What emerged from this perceived moment of sympathetic listening, at least from a philosophical perspective, was an intriguing if strange ethics grounded in an experience of alterity that seems implausible to imagine absent the intervention of COVID-19. One cannot help but bring Emmanuel Levinas to mind here, but such listening almost manifests as an odd, photonegative version of Levinas’s ethical ideal.23 Still, this sympathetic listening holds undeniable potency, and its recourse to immersion is key for understanding why. To qualify this statement, I propose that immersion actualizes the sympathetic listening referenced above through four distinct attributes. First, immersion is that state within aurality that seems to present a new frontier for engagement in a world evacuated of the comforting significance of sociability and laden with the time and space to listen. Second, immersion embeds the social within a rubric of allures and intensities that are hallmarks of the philosophy of sound. Third, immersion invites a dispensing of perspective and instead emphasizes intimacy, flow, and sympathy as the cornerstone of experience. And fourth, immersion implies that if you just listen with enough intent or desire, you create the means to bridge the phenomenological chasm between discreet selves.

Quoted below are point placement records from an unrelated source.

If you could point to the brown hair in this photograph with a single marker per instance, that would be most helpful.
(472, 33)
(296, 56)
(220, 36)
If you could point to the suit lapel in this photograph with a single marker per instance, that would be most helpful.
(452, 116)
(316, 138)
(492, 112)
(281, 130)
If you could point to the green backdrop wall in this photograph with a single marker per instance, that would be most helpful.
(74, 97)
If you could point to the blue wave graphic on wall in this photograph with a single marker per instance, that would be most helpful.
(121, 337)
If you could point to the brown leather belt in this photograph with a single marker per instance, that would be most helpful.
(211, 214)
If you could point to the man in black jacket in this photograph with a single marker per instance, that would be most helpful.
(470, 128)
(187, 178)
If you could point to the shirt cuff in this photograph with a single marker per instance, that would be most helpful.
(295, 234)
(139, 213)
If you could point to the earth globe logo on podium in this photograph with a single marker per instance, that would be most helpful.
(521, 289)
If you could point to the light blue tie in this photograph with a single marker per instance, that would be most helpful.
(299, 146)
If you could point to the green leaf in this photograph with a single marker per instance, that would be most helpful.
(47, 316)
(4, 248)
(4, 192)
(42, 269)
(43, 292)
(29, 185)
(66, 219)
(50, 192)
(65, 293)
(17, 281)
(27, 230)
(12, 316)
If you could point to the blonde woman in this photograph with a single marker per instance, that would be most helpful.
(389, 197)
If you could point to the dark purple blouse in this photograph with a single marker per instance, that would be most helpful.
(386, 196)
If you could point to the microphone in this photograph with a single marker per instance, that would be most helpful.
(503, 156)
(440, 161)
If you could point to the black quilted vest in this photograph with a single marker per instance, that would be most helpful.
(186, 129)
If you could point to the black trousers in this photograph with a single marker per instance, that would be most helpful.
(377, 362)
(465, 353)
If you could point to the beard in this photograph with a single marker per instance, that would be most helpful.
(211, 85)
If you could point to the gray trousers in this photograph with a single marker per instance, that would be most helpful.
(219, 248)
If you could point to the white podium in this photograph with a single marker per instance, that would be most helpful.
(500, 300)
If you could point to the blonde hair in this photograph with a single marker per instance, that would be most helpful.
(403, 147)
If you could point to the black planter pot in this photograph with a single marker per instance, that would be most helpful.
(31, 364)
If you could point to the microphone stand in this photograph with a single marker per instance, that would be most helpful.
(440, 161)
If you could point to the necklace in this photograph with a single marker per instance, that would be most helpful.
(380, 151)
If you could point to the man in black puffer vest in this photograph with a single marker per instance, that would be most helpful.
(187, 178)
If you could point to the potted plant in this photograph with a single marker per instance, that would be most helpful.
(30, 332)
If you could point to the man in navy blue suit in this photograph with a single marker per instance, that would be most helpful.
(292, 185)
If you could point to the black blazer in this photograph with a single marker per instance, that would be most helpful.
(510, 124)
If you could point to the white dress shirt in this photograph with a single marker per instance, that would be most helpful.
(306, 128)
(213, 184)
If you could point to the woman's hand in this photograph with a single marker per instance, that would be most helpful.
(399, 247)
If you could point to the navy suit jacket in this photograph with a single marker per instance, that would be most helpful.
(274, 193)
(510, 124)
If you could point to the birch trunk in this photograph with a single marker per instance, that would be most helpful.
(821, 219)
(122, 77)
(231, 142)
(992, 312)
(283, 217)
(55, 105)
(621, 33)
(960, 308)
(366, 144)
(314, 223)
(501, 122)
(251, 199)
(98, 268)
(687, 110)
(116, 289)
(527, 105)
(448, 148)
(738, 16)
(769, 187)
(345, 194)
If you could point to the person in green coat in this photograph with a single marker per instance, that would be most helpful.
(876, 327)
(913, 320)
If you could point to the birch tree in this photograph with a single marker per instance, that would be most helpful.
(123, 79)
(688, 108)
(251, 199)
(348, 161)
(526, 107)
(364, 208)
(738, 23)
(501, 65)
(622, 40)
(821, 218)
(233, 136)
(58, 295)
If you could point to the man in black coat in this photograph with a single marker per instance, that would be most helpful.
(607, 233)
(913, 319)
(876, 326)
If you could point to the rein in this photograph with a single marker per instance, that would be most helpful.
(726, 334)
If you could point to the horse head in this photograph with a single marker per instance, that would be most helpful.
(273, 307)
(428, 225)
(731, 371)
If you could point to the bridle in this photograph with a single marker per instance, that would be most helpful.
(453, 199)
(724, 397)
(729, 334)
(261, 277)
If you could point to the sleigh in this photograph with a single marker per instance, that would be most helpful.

These attributes certainly imbue immersion with a powerful existential position within the practice of listening, but one that upon closer inspection is riddled with gaps. Sound artist Will Scrimshaw (2015), in particular, has questioned this dominant narrative surrounding immersion to great effect. In his essay “Exit Immersion,” Scrimshaw notes how the literature in sound studies has employed this concept, with regard to listening, as a major tool in the fight for sensory justice against the perceived hegemony of ocularcentrism. This move, he argues, presents an issue in how it privileges a tenuous metaphysics of the sonic over various historical, cultural, and anthropological perspectives that may present less than immersive opportunities for the listening subject. Immersion is therefore susceptible to some boilerplate problems associated with Sterne’s aforementioned audiovisual litany from the start. Where Scrimshaw makes a more radical move, though, is in linking the ideology of immersion to what speculative realist philosopher Quentin Meillassoux (2008) has termed “correlationist” logic. In the context of immersion, the “correlation” in question revolves around how sound is invested with significance only insofar as it impacts the perceiver alone.24 As such, the issue is not one of mere anthropocentrism, but of an aural world collapsed upon the relation between listener and object, where anything outside of that relation is deemed either unknowable or, in more ontologically extreme interpretations, practically nonexistent.25 Scrimshaw’s solution to the correlationist problem is intriguing if beyond the scope of this essay, but his confluence of immersion and correlation is where his argument holds the most critical import for any ethical listening grounded in an idealized sympathetic resonance.26 Put simply, Scrimshaw outlines a philosophy of immersion in which, by implication, the perceived enclosure of immersion cannot draw its ethical value from that very state of enclosure. Such value must always seep in from outside the correlative relationship between listener and object. Or, to put this in less philosophical language, any correlation—even one considered as modest and thoughtful as an immersive ethical listening—can easily slip into the self-centered echo of hubris with little intention or effort.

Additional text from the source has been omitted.